Buildings, bystanders, palm trees pass in a blur. The hot Vegas Strip pulses like a lighthouse beacon ahead. I crank the wheel and spin a one-eighty, my guts practically projecting out of my open mouth. Somewhere in my subconscious I hear myself scream.

The tires hit the curb and we bounce into oncoming traffic.

I take a hard right into an alley. My stomach flips over. It's a fucking dead end.

“Back up!” Kevin yells.

Blood rushes to my head as I work to get the RX in gear. It's stuck. No matter how hard I push in the clutch, I can't hit reverse. The car lurches forward.

“Reverse, Jules! Reverse!”

Panic seizes my vocal chords. “It won't pop into gear,” I screech.

Lights flash-blink-flash in my eyes.

Sirens roar.

I ram the stick shift left, up, left again, and stomp on the gas. The RX sputters and then pitches forward. Fast. Too fast. I slam on the brake, lift my foot off the clutch, and jam the car into neutral. It stutters to a stop.

Kevin's curse pinballs off the dash, and before I can even register what's happening, there's a sharp rap at my window. I'm surrounded by cops and staring into the barrel of a gun.

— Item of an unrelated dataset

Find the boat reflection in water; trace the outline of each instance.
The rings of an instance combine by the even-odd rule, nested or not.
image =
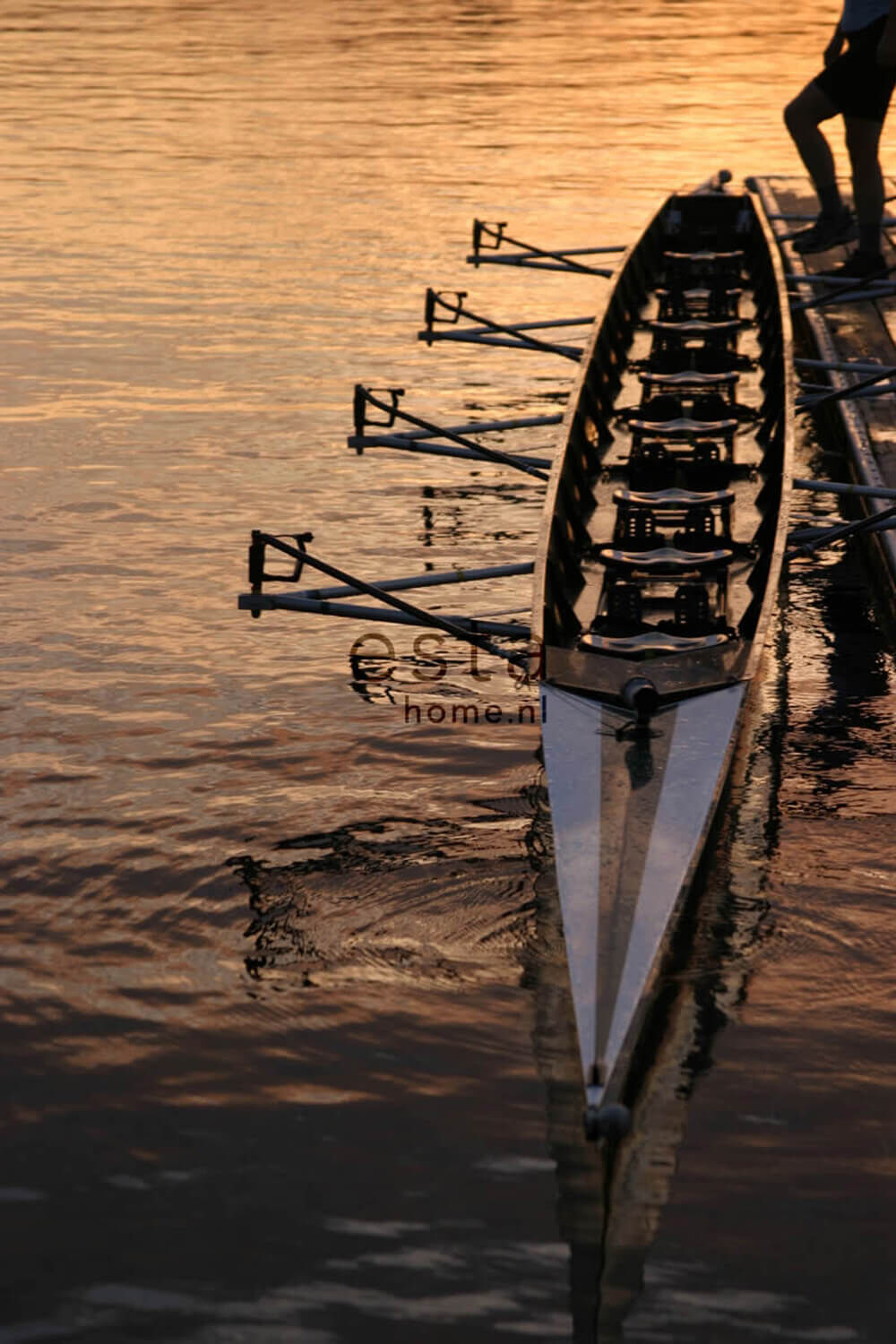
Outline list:
[[[764,883],[776,836],[782,681],[774,650],[754,684],[711,857],[697,876],[657,985],[623,1099],[631,1132],[618,1144],[584,1137],[579,1046],[551,852],[547,797],[533,823],[543,855],[537,890],[535,1052],[547,1089],[560,1234],[570,1246],[574,1344],[635,1339],[623,1322],[669,1199],[695,1083],[712,1066],[716,1034],[736,1013],[751,950],[768,931]],[[650,743],[626,753],[633,789],[649,794]]]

My stomach begins a downward spiral.

I turn to Kevin for some kind of assurance, for him to tell me he'll stick with me on this. But the passenger door is slung open and somewhere in the distance I catch a glimpse of my ex-boyfriend's retreating ass.

My heart stalls with a twinge of pain. I shouldn't be surprised he bailed—everyone does. Still, nausea coils in my gut.

I swallow a dry heave and slap my hand over my face.

Fuck my life.

2

ELEVEN SCUFF MARKS ON THE
checkerboard floor. I missed a couple on first count—two black streaks under the far side of the table. They're important. Part of the interrogation process.

I picture “bad cop” yanking back the chair, metal legs screeching across the vinyl. He sits, stares, passes me a smoke like they do in the movies. Or maybe that's just for big-time criminals, like murderers and shit.

My stomach pirouettes.

I rub my wrists, red and raw from the handcuffs. Truth is, I didn't make it anywhere near the slammer. “Good cop” threw me in this room instead, leaving me to stew about Kevin, my stupidity, my very bleak future.

I should be at the chop shop collecting my cash and hitting up In-N-Out Burger with my boyfriend. Instead, I'm staring at four beige walls and a fist-size hole I bet one of the
big-time
criminals made after “bad cop” delivered “bad” news. My fingers curl until they form fists.

Ineffective anger management,
my social worker's voice plucks in my subconscious.